Now, if for some unimaginable reason you were compelled to write in the distinctive style of dictionary definitions, how might you describe the object of a snob's scorn? As "a person belonging to the ordinary or lower classes of society"? As "one who has little or no breeding or good taste"?
That's precisely what I thought you'd say! And, believe it or not, those are snob's definitions 3a and 3b, respectively. Poor snob—trapped in the dictionary, one of its definitions hating two others. But how did this happen?
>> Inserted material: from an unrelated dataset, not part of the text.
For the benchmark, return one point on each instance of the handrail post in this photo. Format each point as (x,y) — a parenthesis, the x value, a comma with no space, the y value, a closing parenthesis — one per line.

Well, the O.E.D. provides seemingly unrelated entries for definitions 1a ("a shoemaker or cobbler") and 1b ("the last sheep to be sheared"), but definition 2 holds some potential relevance for the self-loathing plight of snob: Apparently the word was used around the campus of Cambridge from 1796 to at least 1865 to describe (scornfully, of course), townspeople who were not studying at the university.
Thus, the "ordinary" person that definition 3a contrasts with ranked gentry could have been a synechdochal evolution of the contrast between the Cambridge locals and its supercillious students. But there's no verifying this theory, especially in light of the following:
A) The distinct possibility that the lower-class definition of snob came from an abbreviation of the Latin sine nobilitate, as AskOxford's linguistic faqs explain.
B) The implied etymology of the O.E.D.'s first citation for the ordinary-person definition of snob: In July 1831, the Lincoln Herald wrote, "The nobs have lost their dirty seats—the honest snobs have got 'em." Indeed, "nob" has a slang entry as "a person of some wealth or social distinction," and the transition from nob to its antonym snob is almost too simple.
The transition from snob meaning "commoner" to snob meaning "one who hates commoners," however, is somewhat more subtle. In 1848 Willian Thackeray popularized the word snob with The Book of Snobs, which classifies a snob as "he who meanly admires mean things."
How Thackeray came to this definition is a mystery to me, but he clearly specifies that it's "a great mistake to [...] think [Snobs] exist among the lower classes merely." According to Thackeray, "A great per-centage of Snobs [...] is to be found in every rank of this mortal life" (page 3).
So there you have it. The word snob hates itself, and owes it all to Thackeray, who quite perfectly calls himself one repeatedly throughout the book that started all this etymologic self-loathing.